Рейс с горечью говорил себе, что Мендоза всегда смахивал на глупца, а на этот раз, несомненно, и вел себя соответствующе. Согласно обычаю, распространенному в примитивных обществах, гроб не закрыли и даже лицо оставили открытым. Поскольку это отвечало традиции, вреда от этого быть не могло. Но кто-то из официальных лиц вспомнил французский обычай – говорить надгробную речь у могилы. И Мендоза заговорил; речь была очень длинной, и чем дальше, тем больше падало настроение Джона Рейса, а с ним исчезали и симпатии к религиозному ритуалу. Длинный список самых обветшалых атрибутов святости разворачивался медленно, скучно, как у застольного оратора, который никак не может закончить свою речь. Это уже само по себе было плохо. Но глупость Мендозы дошла до того, что он стал делать выпады и даже бросать оскорбления в адрес своих политических противников. Не истекло и трех минут, как произошел самый настоящий скандал, у которого были весьма неожиданные последствия.
– Зададим же себе вопрос, – высокопарно говорил Мендоза, оглядываясь кругом, – зададим же себе вопрос: можно ли ожидать таких добродетелей от тех, кто в безумии своем отрекся от веры отцов? Да, среди нас есть атеисты, атеисты-вожди, даже подчас атеисты-правители, и их-то гнусная философия и приносит плоды в виде преступлений, подобных этому. Если мы спросим: кто умертвил этого святого человека, то, несомненно, окажется, что…

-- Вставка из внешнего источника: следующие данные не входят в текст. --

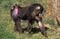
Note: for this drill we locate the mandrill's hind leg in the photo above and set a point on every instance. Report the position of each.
(30, 23)
(18, 26)
(42, 28)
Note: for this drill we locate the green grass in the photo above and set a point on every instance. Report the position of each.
(7, 24)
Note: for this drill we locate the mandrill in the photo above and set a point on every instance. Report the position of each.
(30, 13)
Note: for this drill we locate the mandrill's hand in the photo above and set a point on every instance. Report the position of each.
(38, 17)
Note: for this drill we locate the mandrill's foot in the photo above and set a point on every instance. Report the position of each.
(43, 31)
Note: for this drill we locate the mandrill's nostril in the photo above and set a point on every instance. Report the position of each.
(38, 7)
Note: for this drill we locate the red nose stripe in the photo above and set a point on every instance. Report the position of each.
(16, 9)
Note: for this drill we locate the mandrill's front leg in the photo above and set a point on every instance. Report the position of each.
(42, 28)
(18, 25)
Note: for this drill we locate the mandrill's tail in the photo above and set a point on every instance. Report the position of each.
(57, 21)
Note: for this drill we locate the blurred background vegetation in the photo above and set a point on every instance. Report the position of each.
(7, 24)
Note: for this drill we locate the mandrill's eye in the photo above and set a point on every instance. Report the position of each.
(38, 7)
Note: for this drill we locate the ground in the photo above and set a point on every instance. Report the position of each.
(7, 24)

Африканский дикарь притаился в глазах Альвареса, авантюриста со смешанной кровью. Рейс вдруг понял, что человек этот все-таки варвар и не умеет владеть собой до конца, что весь его просвещенный трансцендентализм [3] недалеко ушел от идолопоклонничества. Как бы то ни было, но Мендозе не удалось закончить фразу, так как Альварес выскочил вперед и завопил во всю мощь своего голоса:
3
Трансцендентализм – американское философско-литературное течение, которое критиковало современную цивилизацию и воспевало идею социального равенства «равных перед Богом» людей.
– Кто убил его? Его убил ваш бог! Его собственный бог! Вы сами говорите, что он умерщвляет всех своих верных и глупых слуг, как умертвил вот этого. – Резким движением он указал не на гроб, а на распятие.
Несколько овладев собой, он продолжал все еще сердитым, но более спокойным тоном:
– Я не верю, но вы ведь верите. Разве не лучше обходиться совсем без бога, чем иметь бога, который расправляется с вами таким образом? Я по крайней мере нисколько не боюсь утверждать, что в этом слепом и бессмысленном мире нет силы, которая могла бы услышать ваши молитвы и вернуть вам друга. Как бы вы ни молили Небеса воскресить его, он не воскреснет! Как бы я ни бросал вызов Небесам, чтобы они воскресили его, он не воскреснет! Так вот, проверим: бог, которого нет, бросаю тебе вызов – разбуди этого уснувшего навеки человека!
Все оцепенело кругом – демагог произвел желанную сенсацию.
– Следовало ожидать, – хрипло выкрикнул Мендоза, – раз мы допустили такого, как вы…
Новый голос прервал его – высокий и пронзительный голос с американским акцентом.
– Стойте! Стойте! – кричал журналист Снейт. – Смотрите! Клянусь, я видел, он шевельнулся!
Он взбежал по ступенькам и бросился к гробу, а толпа внизу всколыхнулась, охваченная безумным волнением. Снейт тотчас оглянулся, лицо его выражало величайшее изумление. Он поманил пальцем доктора Кальдерона, и тот поспешил к нему. Когда они оба отстранились от гроба, всем стало ясно, что положение головы патера Брауна изменилось. Толпа испустила вопль, который оборвался на середине, будто повис в воздухе, так как в это время патер Браун вздохнул и приподнялся на локтях в гробу, затуманенным взором глядя на толпу.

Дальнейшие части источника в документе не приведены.